Again, we won't give you specific category information, but we have talked at some length about the attributes of the categories we're looking for and the best circumstances are categories or segments that are continuing to show superior growth on a relative basis to -- in comparison to the whole spectrum. We think that there should be a profit pool that is substantial enough that allows us, as a manufacturer, and our customers to not only benefit but invest in that category. And we're looking for ones that have strong branded leadership in order to support innovation and consumer communication and then lastly, either a well-formed private label presence or the potential to, in fact, undertake that. And if you look back over the last several matters, what we've seen -- you can then take those comments and interpret them that in the case of Naturally Fresh, we saw a way to move into refrigerated dressings, sauces and see that, that is a growth opportunity. With regard to the Cains Foods, we have had a big hole in our salad dressing business since inception that we never were able to, on a large scale, produce premium mayonnaise.

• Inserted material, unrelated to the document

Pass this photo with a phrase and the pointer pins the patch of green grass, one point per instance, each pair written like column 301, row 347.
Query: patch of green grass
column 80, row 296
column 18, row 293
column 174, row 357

And that is not, in and of itself, a growth category, but it fits quite nicely into a void in our portfolio that we can now fill and do so with very fine economics. And then with regard to Cains -- Associated Brands, there, there's an extraordinary overlap in our core categories. What we see there is the opportunity to have better financial performance in those categories because both we and Associated went in very different directions with regard to customer base and packaging formats. And lastly, what we get with Associated is a premium tea business that is, today, focused entirely on -- primarily on the foodservice industry but has great capability in terms of the sourcing, blending, packaging of premium tea, both in bag form and in single-serve beverage form. And I think we'll see that, that opportunity becomes a catalyst for further growth.

Operator

It appears there are no further questions at this time. I'd like to turn the conference back to management for any additional or closing remarks.

Sam K. Reed

Thanks, again, everyone. We look forward to seeing many, if not all, of you at our Annual Investor Day, which is scheduled for Monday, November 18, in Chicago in conjunction with the private label manufacturers convention that week. Until then, we are TreeHouse, growing strong, standing tall. Thank you.

Operator

This concludes today's conference. Thank you for your participation.